Novel: A Conspiracy of Tall Men by Noah Hawley

August 15, 2021

Given how whole-heartedly I’ve enjoyed Noah Hawley’s work in the past, I was expecting a similar reaction to his recently reprinted debut novel A Conspiracy of Tall Men (1998). It does, after all, feature a protagonist named Linus Owen, an academic who specializes in conspiracy theories a la Community‘s notorious Professor Professorson. It’s certainly a worthwhile read, but I found it a little more rambly and distancing compared to the recent, thoroughly engrossing Before the Fall.
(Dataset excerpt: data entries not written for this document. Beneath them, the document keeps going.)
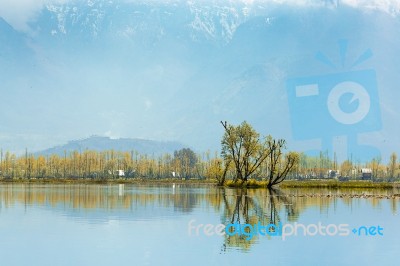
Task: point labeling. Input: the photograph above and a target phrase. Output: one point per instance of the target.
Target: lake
(91, 224)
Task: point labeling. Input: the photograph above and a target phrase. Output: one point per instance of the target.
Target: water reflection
(255, 207)
(243, 206)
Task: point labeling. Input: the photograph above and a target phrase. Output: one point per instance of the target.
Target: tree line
(245, 155)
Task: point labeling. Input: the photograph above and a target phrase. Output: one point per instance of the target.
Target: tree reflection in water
(254, 207)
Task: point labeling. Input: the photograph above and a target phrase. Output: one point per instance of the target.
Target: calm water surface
(148, 225)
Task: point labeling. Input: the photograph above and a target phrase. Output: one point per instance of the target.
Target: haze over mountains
(98, 143)
(171, 70)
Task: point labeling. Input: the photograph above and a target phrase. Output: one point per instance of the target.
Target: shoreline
(317, 183)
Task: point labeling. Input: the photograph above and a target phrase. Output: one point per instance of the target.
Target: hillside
(97, 143)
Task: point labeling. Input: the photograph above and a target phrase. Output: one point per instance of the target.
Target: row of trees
(244, 155)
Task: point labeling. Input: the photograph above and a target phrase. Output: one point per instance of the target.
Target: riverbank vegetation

A Conspiracy of Tall Men begins when Linus, a modest academic relatively complacent in the pursuit of his niche discipline, receives devastating news. His wife, Claudia, has died in a plane crash; even worse, she was on her way to Brazil when she died, possibly with another man. Was Claudia having an affair? What’s the mystery behind her death? Linus has dedicated his life to studying conspiracies; now he’s convinced his wife is entangled in one. But is his imagination running away from him, or is there something to his professional suspicions? With the assistance of his slightly neurotic fellow buffs Edward and Roy, Linus begins an investigation to find out.

The bones of an entertaining conspiracy thriller lurk somewhere within A Conspiracy of Tall Men, but it’s concealed by a propensity for diverting tangents, humor, and observation, which frequently obscure the plot’s cause-and-effect connections. This makes for an entertaining read, if a less-than-embracing one, more notable as a formative record of Hawley’s creative vision than as a wholly satisfying book. One can see in the scattered exploits of Linus, Roy, and Edward a hint of the sensibility that informs Hawley’s later TV work, including a Lynchian tendency toward quirky, mysterious encounters and incidents. As such, I enjoyed its amusing, cryptic intrigues even as I never quite fell in love with it.